The U.S. Senate Banking Committee has publicly released the full 309-page text of the Digital Asset Market Clarity (CLARITY) Act, setting the stage for a critical markup session scheduled for Thursday, May 14, 2026. The long-awaited bill represents the most comprehensive attempt yet to establish a federal framework for cryptocurrency regulation in the United States.
Key Provisions in the Released Text
The manager’s amendment, released late on May 12, includes several landmark elements:
- Clear Regulatory Jurisdiction: Defines a division of authority between the CFTC (for digital commodities like Bitcoin and Ethereum once they reach “mature blockchain” status) and the SEC (for assets that remain securities).
- Stablecoin Framework: Incorporates the previously negotiated compromise on yields — restricting passive, bank-like interest while allowing activity-based rewards tied to usage and transactions. Issuers must maintain 1:1 reserves in high-quality liquid assets.
- Market Structure Reforms: Introduces protections for developers, clearer rules for secondary market trading, risk management standards for intermediaries, and provisions addressing decentralized finance (DeFi).
- Consumer and Market Safeguards: Enhanced disclosure requirements, anti-fraud measures, and a study on digital asset mixers and tumblers.
The bill also includes the Anti-CBDC Surveillance State Act component, prohibiting the Federal Reserve from offering certain products directly to individuals and restricting central bank digital currency use for monetary policy.
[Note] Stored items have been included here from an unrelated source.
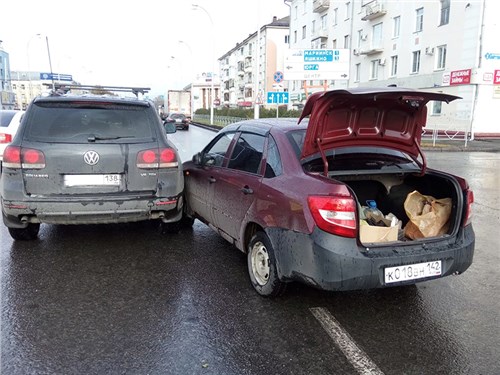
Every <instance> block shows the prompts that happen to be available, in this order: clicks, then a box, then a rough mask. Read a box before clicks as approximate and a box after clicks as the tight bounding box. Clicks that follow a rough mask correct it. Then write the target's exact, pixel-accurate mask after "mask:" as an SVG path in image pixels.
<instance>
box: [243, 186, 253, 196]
mask: <svg viewBox="0 0 500 375" xmlns="http://www.w3.org/2000/svg"><path fill="white" fill-rule="evenodd" d="M241 191H242V192H243V194H245V195H248V194H253V190H252V189H251V188H250V187H249V186H248V185H245V186H244V187H242V188H241Z"/></svg>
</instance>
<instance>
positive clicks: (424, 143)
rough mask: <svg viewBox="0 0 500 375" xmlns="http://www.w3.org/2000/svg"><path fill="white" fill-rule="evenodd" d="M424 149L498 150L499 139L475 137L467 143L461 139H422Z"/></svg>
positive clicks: (431, 150)
mask: <svg viewBox="0 0 500 375" xmlns="http://www.w3.org/2000/svg"><path fill="white" fill-rule="evenodd" d="M422 149H423V150H424V151H466V152H473V151H478V152H500V139H475V140H473V141H468V142H467V145H466V144H465V141H464V140H463V139H462V140H437V141H436V142H435V144H433V142H432V140H427V139H425V140H422Z"/></svg>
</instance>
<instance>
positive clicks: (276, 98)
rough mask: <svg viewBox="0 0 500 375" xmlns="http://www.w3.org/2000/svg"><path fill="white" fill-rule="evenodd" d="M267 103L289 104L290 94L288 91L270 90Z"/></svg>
mask: <svg viewBox="0 0 500 375" xmlns="http://www.w3.org/2000/svg"><path fill="white" fill-rule="evenodd" d="M266 97H267V104H288V102H289V100H290V94H289V93H288V92H280V91H268V92H267V95H266Z"/></svg>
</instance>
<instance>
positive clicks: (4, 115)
mask: <svg viewBox="0 0 500 375" xmlns="http://www.w3.org/2000/svg"><path fill="white" fill-rule="evenodd" d="M23 114H24V111H17V110H8V109H2V110H0V164H1V163H2V161H3V150H5V147H7V145H8V144H9V143H10V142H12V140H13V139H14V136H15V135H16V132H17V128H18V127H19V123H20V122H21V117H22V116H23Z"/></svg>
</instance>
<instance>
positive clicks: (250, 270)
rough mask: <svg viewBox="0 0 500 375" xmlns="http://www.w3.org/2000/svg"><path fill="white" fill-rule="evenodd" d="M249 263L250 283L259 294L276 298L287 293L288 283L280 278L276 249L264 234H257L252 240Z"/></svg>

Path Forward and Challenges
Chairman Tim Scott (R-SC), Senator Cynthia Lummis (R-WY), and Senator Thom Tillis (R-NC) led the release of the updated text alongside a detailed section-by-section summary. More than 100 amendments have already been filed ahead of the markup, signaling intense negotiations in the final stretch.
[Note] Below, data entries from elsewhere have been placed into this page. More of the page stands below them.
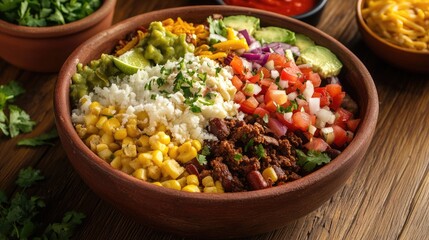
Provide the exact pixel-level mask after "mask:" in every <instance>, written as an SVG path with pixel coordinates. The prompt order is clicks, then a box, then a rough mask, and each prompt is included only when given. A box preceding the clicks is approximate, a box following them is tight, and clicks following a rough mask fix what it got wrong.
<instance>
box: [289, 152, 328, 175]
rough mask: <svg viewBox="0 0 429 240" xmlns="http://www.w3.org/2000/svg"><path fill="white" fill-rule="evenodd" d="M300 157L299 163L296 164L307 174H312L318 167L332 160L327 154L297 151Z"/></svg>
mask: <svg viewBox="0 0 429 240" xmlns="http://www.w3.org/2000/svg"><path fill="white" fill-rule="evenodd" d="M296 153H297V155H298V161H297V162H296V163H297V164H298V165H299V166H301V167H302V168H303V169H304V170H305V171H306V172H311V171H312V170H313V169H314V168H316V166H320V165H322V164H324V163H325V164H326V163H329V162H330V161H331V158H330V157H329V156H328V154H326V153H322V152H319V151H314V150H309V151H308V152H307V154H305V153H304V152H303V151H301V150H299V149H296Z"/></svg>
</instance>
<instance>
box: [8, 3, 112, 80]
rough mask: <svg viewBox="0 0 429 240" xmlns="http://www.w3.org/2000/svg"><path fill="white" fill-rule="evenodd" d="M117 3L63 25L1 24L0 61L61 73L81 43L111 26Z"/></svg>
mask: <svg viewBox="0 0 429 240" xmlns="http://www.w3.org/2000/svg"><path fill="white" fill-rule="evenodd" d="M115 4H116V0H105V1H104V2H103V4H102V5H101V6H100V8H99V9H98V10H97V11H95V12H94V13H92V14H91V15H89V16H87V17H85V18H83V19H80V20H78V21H75V22H71V23H68V24H64V25H58V26H52V27H27V26H19V25H16V24H12V23H9V22H6V21H3V20H0V46H1V47H0V57H1V58H3V59H4V60H6V61H7V62H9V63H11V64H12V65H15V66H17V67H20V68H22V69H25V70H29V71H35V72H58V71H59V70H60V68H61V66H62V65H63V63H64V61H65V60H66V59H67V57H68V56H69V55H70V53H71V52H72V51H73V50H74V49H75V48H76V47H77V46H79V45H80V44H81V43H82V42H84V41H85V40H87V39H89V38H90V37H92V36H94V35H95V34H97V33H98V32H100V31H102V30H105V29H107V28H108V27H110V26H111V25H112V19H113V14H114V12H115Z"/></svg>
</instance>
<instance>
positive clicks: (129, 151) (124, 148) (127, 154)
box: [122, 144, 137, 157]
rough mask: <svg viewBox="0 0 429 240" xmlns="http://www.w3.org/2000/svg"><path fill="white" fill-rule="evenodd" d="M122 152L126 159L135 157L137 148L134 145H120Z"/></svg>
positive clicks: (123, 144) (130, 144)
mask: <svg viewBox="0 0 429 240" xmlns="http://www.w3.org/2000/svg"><path fill="white" fill-rule="evenodd" d="M122 151H123V152H124V154H125V156H127V157H137V147H136V145H134V144H127V145H124V144H122Z"/></svg>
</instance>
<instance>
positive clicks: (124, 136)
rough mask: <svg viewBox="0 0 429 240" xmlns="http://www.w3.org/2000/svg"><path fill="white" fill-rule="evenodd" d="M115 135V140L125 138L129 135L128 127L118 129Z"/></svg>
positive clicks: (120, 139) (114, 136)
mask: <svg viewBox="0 0 429 240" xmlns="http://www.w3.org/2000/svg"><path fill="white" fill-rule="evenodd" d="M113 137H114V138H115V140H124V139H125V138H126V137H127V129H125V128H118V129H116V131H115V133H114V134H113Z"/></svg>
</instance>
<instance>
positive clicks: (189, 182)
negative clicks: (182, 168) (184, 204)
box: [186, 174, 200, 186]
mask: <svg viewBox="0 0 429 240" xmlns="http://www.w3.org/2000/svg"><path fill="white" fill-rule="evenodd" d="M186 183H187V184H188V185H192V184H193V185H196V186H198V185H200V181H199V180H198V176H197V175H195V174H191V175H189V176H187V177H186Z"/></svg>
While the bill enjoys strong bipartisan momentum and broad industry support, it faces pushback from banking lobbies concerned about stablecoin competition and from some Democrats, including Sen. Elizabeth Warren, who are seeking stronger ethics rules and consumer protections.
Industry and Market Implications
Passage of the CLARITY Act would significantly reduce regulatory uncertainty that has weighed on U.S. crypto innovation for years. Industry leaders view it as a catalyst for greater institutional adoption, increased capital inflows, and a more competitive U.S. position in global digital finance.
Crypto stocks reacted modestly to the bill text release, while Bitcoin held near the $80,000–$81,000 range amid broader macro pressures.
Outlook
Thursday’s markup is not the final step — the bill would still require full Senate approval, potential reconciliation with other versions, and House concurrence. However, its advancement would mark a historic milestone for U.S. crypto policy.
With the full 309-page text now public, stakeholders across the industry, traditional finance, and regulatory bodies will be scrutinizing every provision closely as the legislative clock ticks forward. The coming days could prove decisive for the future of digital assets in America.